The details for proving that a program is DRF can be tricky, as is optimizing a Java implementation with data-race freedom in mind. Not only have serious memory-synchronization bugs been found in Java implementations, occasionally bugs have been found in the JMM itself, and sometimes people have even announced bugs only to find out later that they weren't bugs after all. For more details about this, please see: Lochbihler A. Making the Java memory model safe [PDF]. ACM TOPLAS 2013 Dec;35(4):12. doi:10.1145/2518191. You needn't read all this paper, just the first eight pages or so—through the end of §1.1.3.

How to break sequential consistency in Java

It's easy to write programs that break sequential consistency in Java. To model this, you will use a simple prototype that manages a data structure that represents an array of longs. Each array entry starts at zero. A state transition, called a swap, consists of subtracting 1 from one of the entries, and adding 1 to an entry – typically a different entry although the two entries can be the same in which case a swap does nothing. The sum of all the array entries should therefore remain zero; if it becomes nonzero, that indicates that one or more transitions weren't done correctly. The converse is not true: if the sum is zero it's still possible that some state transitions were done incorrectly. Still, this test is a reasonable way to check for errors in the simulation.

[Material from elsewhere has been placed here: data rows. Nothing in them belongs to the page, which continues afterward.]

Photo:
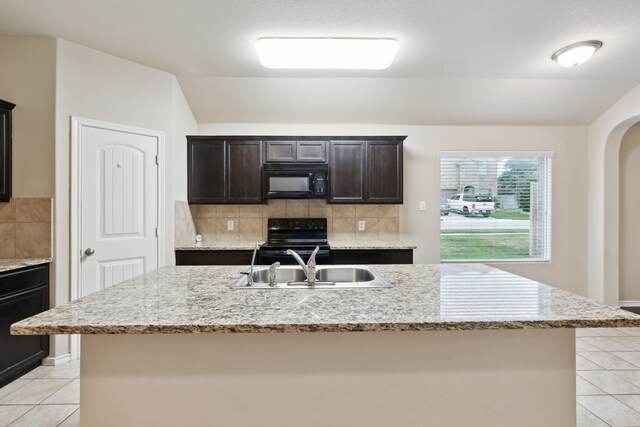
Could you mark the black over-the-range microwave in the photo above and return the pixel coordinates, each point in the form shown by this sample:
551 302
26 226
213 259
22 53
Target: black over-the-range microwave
295 180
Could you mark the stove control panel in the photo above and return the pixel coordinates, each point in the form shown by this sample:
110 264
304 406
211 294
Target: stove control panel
319 224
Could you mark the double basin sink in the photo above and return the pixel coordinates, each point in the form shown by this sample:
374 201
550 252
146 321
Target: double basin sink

For an example of a simulation, see jmm.jar, a JAR file containing the simplified source code of a simulation. It contains the following interfaces and classes:

State

The API for a simulation state. The only way to change the state is to invoke swap(i,j), where i and j are indexes into the array. This subtracts 1 from the ith entry and adds 1 to the jth entry.

NullState

An implementation of State that does nothing. Swapping has no effect. This is used for timing the scaffolding of the simulation.

SynchronizedState

An implementation of State that uses the Synchronized class so that it is safe but slow.

SwapTest

A Runnable class that tests a state implementation by performing a given number of swap transitions on it.

UnsafeMemory

A test harness, with a main method. Invoke it via a shell command like this:

time timeout 3600 java UnsafeMemory Synchronized 8 100000000 5

Here, the initial time tells the shell to give top-level real, user and system time. The timeout 3600 puts a 3600-second timeout on Java, helpful if your program mistakenly loops forever. Synchronized means to test the SynchronizedState implementation; 8 means to divide the work into 8 threads of roughly equal size; 100000000 means to do 100 million swap transitions total; and 5 says to use a state array of 5 entries. The output of this command should look something like this:

Total time 4.71665 s real, 5.14257 s CPU
Average swap time 377.332 ns real, 51.4257 ns CPU

real	0m4.843s
user	0m5.248s
sys	0m0.060s

The output says that from Java’s point of view the entire test took 4.71665 s in real time and 5.14257 s of CPU time (the latter can be greater than the former in multithreaded programs). It also says that a single swap by a single thread took an average of 377.332 ns of real time and 51.4257 ns of CPU time (the former should always be greater than the latter). From the Linux kernel’s point of view, the entire Java program consumed 4.843 s real time, 5.248 s user CPU time, and 0.060 s system CPU time.

Assignment

Build and use a sequential-consistency-violating performance and reliability testing program, along the lines described below.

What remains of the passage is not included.